After an extensive public consultation, a number of changes to the Congestion Charge have been announced. Transport for London (TfL) introduced temporary changes to the Congestion Charge in 2020 as an emergency measure in the pandemic to ensure traffic was reduced so that essential journeys could continue to take place. This was in accordance with a condition in the May 2020 funding settlement, and included raising the charge from £11.50 to £15, and increasing the operating hours to include evenings and weekends.

Following a 10-week consultation that saw nearly 10,000 responses, TfL has today, Thursday 16 December, confirmed permanent changes that will help prevent car use from rising above pre-pandemic levels.

The main measures mean that from 21 February, there will be no charges in the evenings after 18:00, and operating hours on weekends and bank holidays will reduce to 12:00-18:00. The current charge level of £15 will be retained.

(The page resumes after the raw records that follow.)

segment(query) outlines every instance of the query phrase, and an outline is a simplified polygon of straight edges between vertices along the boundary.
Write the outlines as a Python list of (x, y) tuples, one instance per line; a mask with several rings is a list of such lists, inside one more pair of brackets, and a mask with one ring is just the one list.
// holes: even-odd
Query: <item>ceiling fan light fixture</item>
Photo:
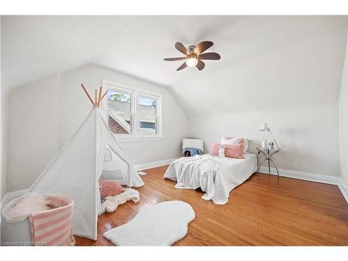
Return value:
[(189, 57), (186, 60), (186, 64), (189, 67), (195, 67), (197, 65), (197, 63), (198, 63), (198, 60), (196, 57)]

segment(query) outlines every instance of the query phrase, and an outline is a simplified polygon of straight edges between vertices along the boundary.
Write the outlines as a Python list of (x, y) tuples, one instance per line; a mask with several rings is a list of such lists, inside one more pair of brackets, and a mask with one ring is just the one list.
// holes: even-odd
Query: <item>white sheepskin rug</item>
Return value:
[(127, 189), (125, 192), (116, 196), (108, 196), (106, 200), (102, 203), (102, 208), (99, 214), (105, 212), (111, 213), (116, 210), (120, 205), (125, 204), (128, 200), (132, 200), (134, 203), (138, 203), (140, 200), (139, 192), (133, 189)]
[(139, 213), (104, 237), (116, 246), (171, 246), (187, 234), (195, 212), (187, 203), (164, 201)]

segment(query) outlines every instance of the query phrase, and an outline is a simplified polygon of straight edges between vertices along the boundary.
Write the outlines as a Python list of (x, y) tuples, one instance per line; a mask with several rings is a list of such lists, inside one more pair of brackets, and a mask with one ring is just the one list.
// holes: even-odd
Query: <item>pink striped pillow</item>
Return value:
[(125, 191), (121, 185), (114, 181), (100, 180), (99, 189), (102, 198), (120, 194)]
[(219, 150), (221, 145), (219, 143), (212, 143), (212, 151), (209, 155), (213, 156), (219, 156)]
[[(225, 156), (229, 158), (234, 159), (244, 159), (243, 152), (244, 150), (244, 145), (239, 143), (238, 145), (228, 145), (225, 144)], [(218, 150), (219, 155), (219, 150)]]

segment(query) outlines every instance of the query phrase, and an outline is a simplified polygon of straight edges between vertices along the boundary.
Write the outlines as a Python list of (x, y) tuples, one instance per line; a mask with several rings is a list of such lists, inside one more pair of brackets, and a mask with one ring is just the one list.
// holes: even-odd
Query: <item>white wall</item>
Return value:
[(102, 79), (162, 95), (163, 135), (158, 141), (122, 141), (132, 163), (176, 157), (189, 120), (165, 88), (99, 66), (86, 65), (15, 89), (9, 109), (8, 190), (30, 186), (90, 109), (90, 93)]
[(190, 130), (204, 139), (207, 151), (212, 142), (232, 135), (251, 139), (249, 150), (255, 153), (263, 138), (258, 128), (267, 122), (282, 149), (273, 158), (278, 168), (335, 176), (340, 173), (337, 110), (336, 104), (309, 102), (302, 106), (226, 112), (193, 118)]
[(6, 192), (6, 184), (7, 184), (7, 175), (6, 175), (6, 165), (7, 165), (7, 145), (6, 145), (6, 129), (7, 129), (7, 92), (4, 91), (4, 86), (2, 84), (2, 78), (1, 78), (1, 16), (0, 16), (0, 103), (1, 103), (1, 148), (0, 150), (0, 170), (1, 171), (0, 175), (0, 198), (5, 194)]
[(338, 105), (340, 122), (340, 174), (345, 183), (348, 194), (348, 42), (345, 65), (342, 74), (342, 84)]
[(58, 75), (12, 91), (8, 189), (28, 188), (58, 151)]

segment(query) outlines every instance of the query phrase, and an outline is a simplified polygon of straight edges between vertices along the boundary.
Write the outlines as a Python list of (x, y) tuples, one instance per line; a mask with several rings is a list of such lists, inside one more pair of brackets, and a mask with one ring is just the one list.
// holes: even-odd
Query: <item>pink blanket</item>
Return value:
[(29, 215), (31, 240), (35, 246), (73, 246), (74, 201), (59, 195), (47, 198), (52, 209)]

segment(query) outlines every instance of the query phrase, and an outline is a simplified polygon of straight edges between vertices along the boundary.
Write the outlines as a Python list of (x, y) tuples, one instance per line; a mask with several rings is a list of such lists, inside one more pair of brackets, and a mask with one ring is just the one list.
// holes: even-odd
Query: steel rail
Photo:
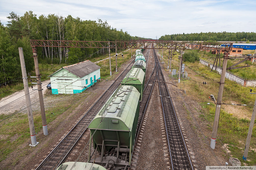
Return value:
[[(131, 64), (134, 62), (134, 60), (133, 60), (133, 61), (129, 64), (129, 65), (126, 67), (126, 68), (124, 69), (124, 70), (123, 72), (122, 72), (121, 73), (121, 74), (120, 74), (120, 75), (118, 76), (118, 77), (117, 77), (117, 78), (116, 79), (116, 80), (115, 80), (115, 81), (114, 82), (113, 82), (113, 83), (111, 84), (110, 86), (109, 87), (109, 88), (107, 90), (105, 91), (105, 92), (103, 93), (103, 94), (101, 96), (101, 97), (99, 98), (99, 99), (98, 99), (97, 100), (97, 101), (95, 102), (95, 103), (93, 104), (93, 106), (91, 107), (91, 108), (89, 109), (89, 110), (86, 113), (84, 114), (84, 115), (82, 117), (82, 118), (81, 118), (80, 119), (80, 120), (78, 121), (78, 122), (77, 122), (77, 123), (73, 127), (73, 128), (72, 128), (71, 129), (71, 130), (70, 130), (70, 131), (66, 135), (66, 136), (65, 136), (64, 137), (64, 138), (57, 145), (57, 146), (56, 146), (54, 149), (52, 150), (51, 152), (49, 154), (47, 155), (47, 156), (45, 159), (44, 160), (43, 160), (43, 161), (42, 161), (42, 162), (40, 164), (39, 164), (39, 165), (38, 165), (38, 166), (36, 169), (36, 170), (38, 170), (39, 169), (44, 169), (44, 168), (41, 168), (42, 167), (43, 168), (43, 167), (42, 167), (43, 165), (44, 165), (45, 164), (47, 163), (47, 161), (48, 160), (48, 159), (50, 157), (51, 155), (52, 155), (52, 154), (54, 154), (55, 152), (57, 150), (57, 149), (59, 147), (60, 147), (61, 144), (63, 143), (64, 141), (66, 139), (67, 137), (68, 136), (69, 136), (70, 135), (71, 133), (73, 131), (73, 130), (74, 130), (74, 129), (76, 128), (79, 125), (79, 124), (83, 120), (83, 119), (85, 118), (89, 114), (90, 112), (92, 110), (94, 109), (94, 107), (96, 105), (97, 105), (97, 104), (99, 104), (98, 103), (98, 102), (99, 102), (99, 101), (100, 101), (100, 100), (102, 99), (103, 98), (103, 100), (104, 100), (107, 99), (109, 97), (109, 96), (110, 96), (110, 95), (111, 95), (111, 94), (112, 94), (112, 93), (111, 93), (109, 95), (109, 96), (108, 97), (104, 96), (105, 95), (106, 95), (106, 94), (108, 93), (110, 93), (110, 92), (109, 92), (109, 90), (111, 88), (113, 88), (113, 86), (114, 85), (114, 84), (116, 83), (117, 82), (119, 82), (120, 81), (118, 80), (120, 78), (123, 78), (123, 77), (124, 77), (124, 76), (125, 75), (126, 73), (125, 72), (125, 71), (126, 72), (128, 72), (128, 71), (129, 71), (129, 70), (130, 70), (130, 66), (131, 66)], [(123, 75), (124, 74), (123, 73), (125, 73), (125, 74), (124, 75)], [(123, 77), (121, 77), (121, 76), (122, 76), (122, 75), (123, 75)], [(119, 83), (118, 84), (118, 85), (116, 86), (116, 87), (114, 87), (114, 89), (112, 89), (113, 90), (112, 90), (111, 91), (113, 91), (118, 86), (118, 85), (119, 85), (120, 84), (120, 83)], [(99, 108), (99, 109), (100, 109), (100, 108), (101, 108), (102, 107), (102, 106), (101, 106), (101, 105), (99, 107), (98, 107), (98, 108)], [(92, 115), (93, 115), (93, 114)], [(92, 115), (91, 116), (91, 117), (90, 117), (90, 118), (91, 118), (92, 116)], [(87, 124), (87, 123), (88, 123), (88, 122), (86, 122), (86, 124)], [(61, 164), (61, 163), (62, 163), (65, 160), (65, 159), (66, 158), (66, 157), (70, 153), (70, 151), (72, 150), (72, 149), (73, 148), (73, 147), (75, 146), (76, 146), (76, 145), (77, 143), (77, 142), (78, 142), (78, 141), (79, 141), (81, 137), (82, 136), (83, 134), (84, 134), (84, 133), (86, 131), (86, 130), (87, 130), (87, 127), (88, 127), (88, 125), (89, 125), (89, 124), (88, 124), (88, 125), (87, 125), (87, 127), (84, 130), (83, 130), (83, 131), (81, 133), (80, 133), (80, 135), (79, 136), (78, 138), (76, 140), (76, 141), (75, 141), (75, 142), (73, 144), (72, 146), (71, 146), (71, 147), (70, 148), (70, 149), (67, 152), (66, 152), (66, 153), (65, 154), (65, 155), (64, 155), (64, 157), (62, 159), (61, 161), (60, 162), (60, 163), (58, 164), (58, 165), (60, 165), (60, 164)], [(82, 130), (83, 127), (83, 127), (83, 128), (82, 128), (82, 129), (81, 129), (81, 130), (80, 130), (80, 132), (81, 132)], [(79, 132), (79, 133), (80, 133), (80, 132)], [(77, 136), (76, 136), (76, 137), (77, 137), (77, 136), (79, 135), (79, 133), (79, 133), (77, 134)], [(75, 137), (75, 138), (74, 139), (73, 139), (73, 140), (72, 142), (71, 142), (70, 145), (71, 145), (71, 144), (72, 144), (72, 143), (73, 143), (73, 142), (74, 141), (74, 140), (75, 140), (75, 139), (76, 139), (76, 137)], [(69, 146), (70, 146), (70, 145), (69, 145), (68, 148), (67, 148), (66, 150), (64, 152), (63, 152), (62, 155), (65, 152), (66, 152), (67, 150), (67, 149), (68, 149), (69, 148)], [(58, 159), (58, 160), (57, 161), (57, 162), (56, 162), (55, 164), (54, 165), (54, 166), (52, 167), (52, 168), (51, 169), (52, 169), (52, 168), (55, 167), (56, 167), (56, 168), (57, 168), (58, 167), (58, 166), (56, 166), (56, 164), (57, 163), (58, 163), (58, 161), (59, 161), (59, 160), (60, 159), (61, 159), (60, 158), (61, 157), (63, 156), (62, 155), (61, 156), (60, 156), (60, 158)], [(44, 169), (46, 169), (46, 168), (44, 168)]]
[[(157, 60), (158, 60), (158, 58), (157, 58), (157, 56), (156, 56), (156, 54), (155, 53), (155, 52), (154, 51), (154, 55), (155, 55), (155, 57), (157, 58)], [(163, 81), (164, 82), (166, 82), (165, 81), (165, 78), (163, 74), (163, 72), (162, 70), (162, 69), (160, 69), (160, 71), (158, 72), (159, 72), (159, 73), (158, 74), (157, 74), (157, 78), (158, 79), (158, 80), (159, 81), (159, 76), (161, 76), (162, 77), (161, 77), (161, 78), (163, 80)], [(165, 113), (164, 111), (165, 109), (164, 108), (164, 105), (165, 104), (163, 103), (163, 98), (162, 97), (163, 96), (162, 96), (162, 93), (161, 93), (161, 88), (160, 87), (161, 83), (161, 82), (158, 82), (158, 86), (159, 88), (159, 90), (160, 92), (160, 97), (161, 98), (161, 103), (162, 105), (162, 109), (163, 110), (163, 114), (164, 115), (164, 120), (165, 124), (165, 130), (166, 130), (166, 133), (167, 134), (167, 140), (168, 141), (168, 146), (169, 148), (169, 152), (171, 158), (171, 162), (172, 162), (172, 169), (173, 170), (174, 169), (173, 164), (173, 161), (172, 160), (172, 154), (171, 153), (171, 151), (170, 148), (170, 144), (169, 141), (169, 138), (168, 134), (168, 131), (167, 130), (167, 126), (166, 124), (166, 118), (165, 118), (165, 114), (166, 113)], [(193, 166), (192, 166), (192, 163), (191, 162), (191, 160), (190, 160), (190, 158), (189, 157), (189, 155), (188, 154), (188, 151), (187, 149), (186, 146), (186, 144), (185, 143), (185, 141), (184, 140), (184, 138), (183, 138), (183, 136), (182, 135), (182, 133), (181, 131), (181, 129), (180, 129), (180, 127), (179, 124), (178, 122), (178, 119), (177, 118), (177, 116), (176, 114), (176, 113), (175, 112), (175, 110), (174, 110), (174, 107), (173, 107), (173, 104), (172, 102), (172, 99), (171, 98), (170, 96), (170, 94), (169, 93), (169, 90), (168, 89), (168, 88), (167, 87), (167, 85), (166, 85), (166, 84), (165, 83), (163, 83), (163, 84), (164, 84), (164, 85), (163, 86), (164, 86), (164, 87), (165, 88), (165, 89), (167, 91), (167, 93), (168, 94), (168, 96), (165, 96), (164, 97), (168, 98), (170, 99), (170, 103), (171, 104), (171, 106), (172, 107), (172, 108), (170, 109), (172, 109), (172, 111), (173, 111), (174, 114), (175, 116), (175, 117), (176, 120), (175, 120), (176, 121), (176, 124), (177, 125), (179, 129), (179, 131), (180, 133), (180, 136), (182, 139), (182, 141), (183, 142), (183, 145), (186, 151), (186, 154), (187, 156), (188, 159), (188, 160), (189, 161), (189, 163), (190, 164), (189, 165), (190, 165), (190, 168), (191, 168), (191, 169), (192, 170), (193, 170), (194, 169), (193, 168)], [(166, 103), (165, 104), (166, 104)], [(177, 168), (177, 169), (178, 168)]]
[[(152, 45), (153, 45), (152, 44)], [(148, 53), (148, 55), (149, 55), (149, 53)], [(144, 91), (143, 93), (143, 95), (142, 96), (142, 101), (140, 103), (143, 103), (143, 101), (144, 102), (144, 101), (146, 101), (145, 105), (144, 106), (143, 106), (143, 107), (142, 107), (142, 108), (141, 108), (141, 108), (140, 107), (140, 116), (139, 116), (139, 120), (138, 120), (138, 125), (137, 127), (137, 129), (136, 131), (136, 137), (135, 138), (135, 141), (137, 140), (137, 139), (138, 138), (138, 132), (140, 131), (140, 129), (141, 126), (141, 121), (144, 117), (144, 115), (145, 114), (145, 113), (146, 112), (146, 109), (147, 107), (148, 102), (149, 102), (149, 99), (150, 98), (150, 97), (151, 96), (151, 95), (152, 94), (152, 91), (153, 91), (153, 88), (154, 87), (154, 86), (155, 85), (155, 80), (156, 79), (156, 75), (157, 74), (157, 73), (158, 72), (158, 70), (159, 68), (159, 63), (158, 63), (157, 64), (158, 65), (158, 68), (157, 68), (157, 66), (156, 63), (155, 62), (155, 59), (154, 58), (154, 60), (155, 61), (155, 67), (154, 68), (154, 69), (153, 70), (153, 71), (152, 71), (152, 72), (151, 73), (151, 74), (150, 75), (150, 78), (148, 79), (148, 80), (147, 81), (147, 84), (145, 86), (145, 87), (144, 88)], [(155, 73), (155, 77), (154, 77), (154, 79), (153, 80), (151, 80), (151, 78), (152, 78), (152, 79), (154, 78), (154, 77), (153, 77), (153, 74), (154, 74), (154, 72), (156, 72)], [(150, 87), (149, 87), (149, 85), (148, 85), (148, 83), (150, 82), (153, 82), (153, 84), (151, 85)], [(148, 89), (149, 89), (148, 90), (150, 91), (150, 93), (149, 93), (149, 95), (148, 96), (145, 96), (146, 95), (146, 94), (147, 94), (146, 93), (145, 93), (145, 91), (146, 91)], [(141, 106), (142, 106), (141, 105), (140, 106), (140, 107)]]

These changes will directly address the traffic challenges in central London. They will also support London’s culture, hospitality and night-time businesses, which have been some of the hardest hit during the pandemic, and also ensure gains made in reducing car dependency over more than 15 years are not lost. This will help make sure that the capital’s recovery from the pandemic is a green and sustainable one. Trade body UK Hospitality has forecast that takings will be down by as much as 40 per cent for December, usually the most lucrative month for venues.

The Congestion Charge will also be suspended between Christmas and the first working day of the New Year, supporting families and visitors over the festive period in what is traditionally a time of increased engineering work on the rail network and a quieter period on the roads.

The Mayor of London, Sadiq Khan, said: “The Government insisted on proposals to widen the level and scope of the Congestion Charge last year as a condition of TfL’s emergency funding agreement – which was only needed because of the pandemic and the collapse in fares revenue. These new changes strike a balance between reducing traffic and congestion and supporting London’s economy and residents and helping ensure our recovery is a green and sustainable one. The removal of the evening charge will support the capital’s culture, hospitality and night-time businesses which have struggled so much, as well as encouraging people to walk, cycle and use public transport. It’s vital we do not encourage a car-led recovery and replace one public health crisis with another due to filthy air.”